Ridiculing the messenger but not the message is a tricky line to walk, and The Prom doesn’t always do it well. For example, an actor’s exhortation to the mean teens to “Love They Neighbor” is so preachy and goes on for so long that you start to wonder if you’re meant to take its message seriously. Aaron Sorkin did this sort of scriptural takedown so much better on The West Wing.

But never fear; after a dynamite dance break featuring some of Azenberg’s snappiest choreography, the homophobic kids are fully converted. (Believe it or not, this is not the most miraculous volte-face in the show.)

Despite these flaws in the material, The Prom is undeniably fun and is anchored by some excellent performances. 

Photo: BW Productions

Anne Tolpegin, a world-class belter with big Patti LuPone energy, is gloriously over the top as Dee Dee, a two-time Tony winner whose career has gone south. T. Branch Woodman brings equally impressive pipes to the role of her bestie Barry. His is the best-developed character in the show, and Woodman is terrific as he peels away the pompousness to reveal a vulnerable, but still fabulous, human being.
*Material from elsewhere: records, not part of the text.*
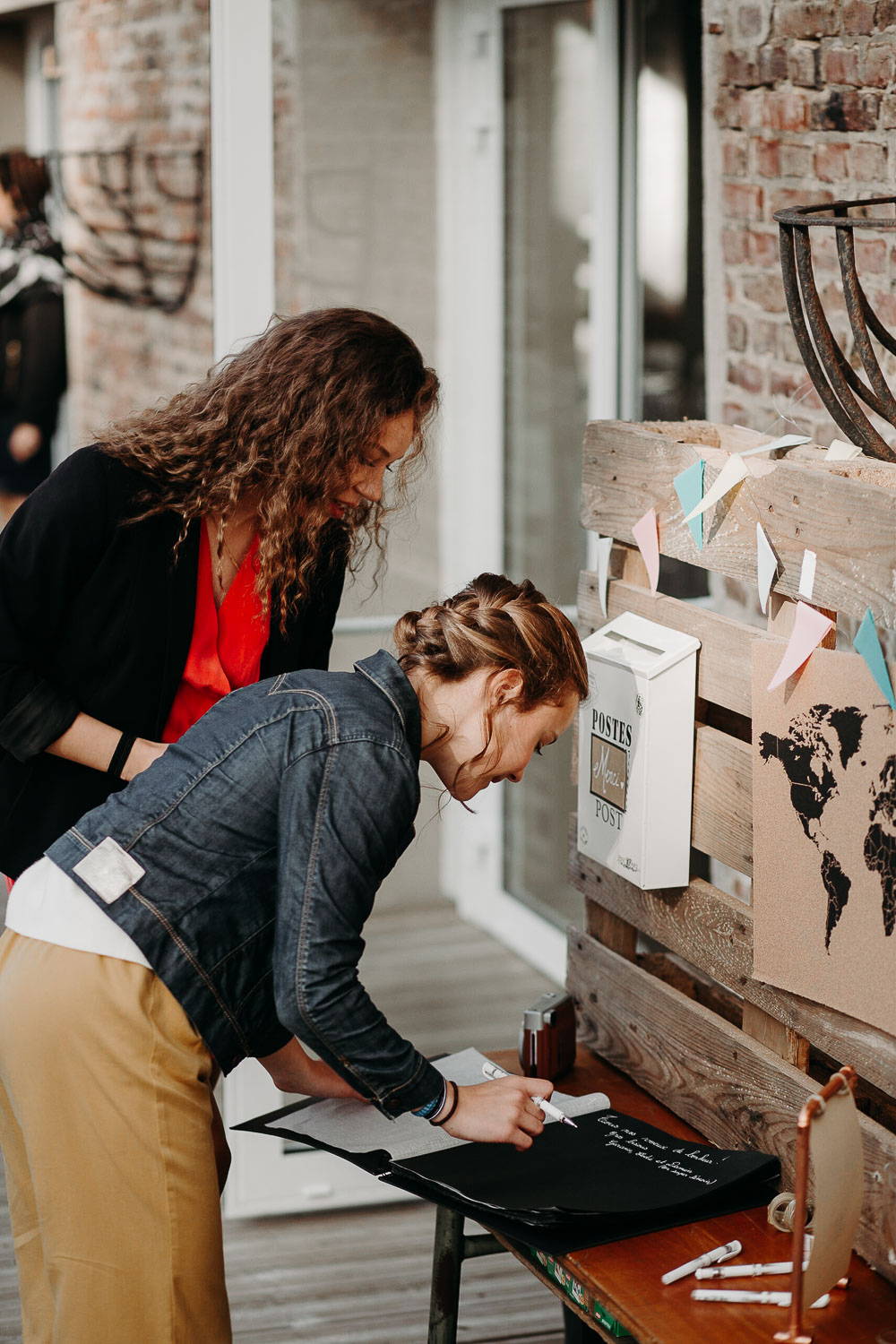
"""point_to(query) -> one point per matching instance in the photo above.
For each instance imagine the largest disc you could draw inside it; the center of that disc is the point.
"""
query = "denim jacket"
(245, 862)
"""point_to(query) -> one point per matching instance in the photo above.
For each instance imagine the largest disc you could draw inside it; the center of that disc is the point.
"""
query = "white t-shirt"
(46, 903)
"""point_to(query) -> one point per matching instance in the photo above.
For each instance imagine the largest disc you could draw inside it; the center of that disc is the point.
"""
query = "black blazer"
(97, 617)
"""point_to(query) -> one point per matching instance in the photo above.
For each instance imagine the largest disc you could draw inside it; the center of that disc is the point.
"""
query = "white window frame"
(470, 341)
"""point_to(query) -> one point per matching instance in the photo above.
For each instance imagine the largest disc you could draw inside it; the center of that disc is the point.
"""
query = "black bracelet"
(452, 1107)
(120, 754)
Along for the ride are two showbiz staples, perpetual understudy Angie (Wendy Waring) and Juilliard-trained waiter Trent (Josh Adamson). Waring makes the most of the one chance she’s given to shine; “Zazz” kicks off the second act in style as her sharp Fosse-inspired dance moves make us believe Angie just might have been born to play Roxie Hart. If Adamson’s showcase number, “Love Thy Neighbor,” is less successful, it’s due to the uninspired music and no fault of the actor, who sings and dances with wit and flair.

The ostensible central character is Emma; it’s her prom, after all. But if not for a marvelous performance by Celeste Rose, Emma would have come off as an afterthought. Rose’s touchingly natural acting, beautifully lyrical singing, and superhuman breath control overcome a criminally underwritten part.

Supporting actors Howard Kaye (the harried agent), Mia Cherise Hall (Alyssa, Emma’s closeted girlfriend), Bernard Dotson (the do-gooder principal), and Erin Wilson (the anti-gay crusader) have varying degrees of success in fleshing out their one-dimensional characters. The large ensemble cast never fails to dazzle in the show’s many high-energy dance numbers, and a lively fourteen-piece pit orchestra led by Phil Reno brings the production values up another notch.